Капитан разразился громоподобным смехом, оскорбленный юноша поспешил восвояси.
На другой день, на заре, у городских ворот собрался небольшой отряд молодых дубровчан и русских: одни с револьверами, другие со старинными пистолетами, кремневыми ружьями; у каждого сумка с боезапасом и хлебом.
Русские были одеты пестро: кто в черногорской одежде, кто в русском кафтане, кто в далматинских капах и безрукавках, все с острагушами.
Маленький отряд двинулся по требинскому тракту; подходя к водопою, люди увидели странного на вид мужчину, который, очевидно, поджидал их. На голове черногорская капа, на ногах опанки и пестрые носки поверх голубых офицерских брюк. На нем был китель, широкий кожаный пояс, за который он воткнул револьвер и охотничий нож, через плечо по-казацки висела сабля.
Когда они подошли, он встал перед ними, слегка вскинул голову и представился:
— Горчинович, капитан в отставке! Хочу примкнуть к вам, если позволите!
— Капитан! — воскликнул Дживо. — Значит…
Все пожали капитану руку и тотчас тронулись дальше. Русские затянули «По чувствам братья мы с тобою» — песню декабристов{35}.
Капитан на ходу разговорился с русским офицером, который ушел из армии, только чтобы участвовать в восстании. Его земляки были: двое — студенты, трое — дворяне и один — машинист. Дубровчан представляли Дживо, столяр, помещик, студент-богослов, сапожник, слуга из кафаны и матрос.
На герцеговинской границе свернули с проезжей дороги и пошли напрямик; капитан стал спотыкаться.
— Эге-ге, — произнес он как бы в шутку, — тридцать с лишком лет тому назад я прыгал здесь козлом, а сейчас… Кто бы сказал, что когда-нибудь я снова увижу эти края? Ха-ха-ха, уж больно хорошо их вижу!

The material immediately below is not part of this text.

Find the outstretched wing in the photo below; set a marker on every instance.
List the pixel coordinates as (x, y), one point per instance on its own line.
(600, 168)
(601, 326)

И он сел на камень, утирая ладонью сбегавшие из-под очков слезы.
Под вечер прибыли к захваченному повстанцами монастырю Дужи.
Вокруг монастыря, за оградой, на галереях в самых разнообразных позах расположились кучки людей — и во сне такое не приснится! Здесь были представлены почти все европейские одежды, звучали почти все европейские языки, — здесь были и монахи в камилавках, и шумадийцы в народных костюмах, и черногорцы, и гарибальдийцы в красных рубахах и фантастических шляпах, и русские в черногорских гунях и далматинских красных капах! Кроме того, здесь можно было собрать великолепную коллекцию оружия всех эпох. Попадались кремневые и дамасские ружья, средневековые мушкеты, острагуши, пистолеты, револьверы, сабли, даже копья! Но многие пришли без всякого оружия.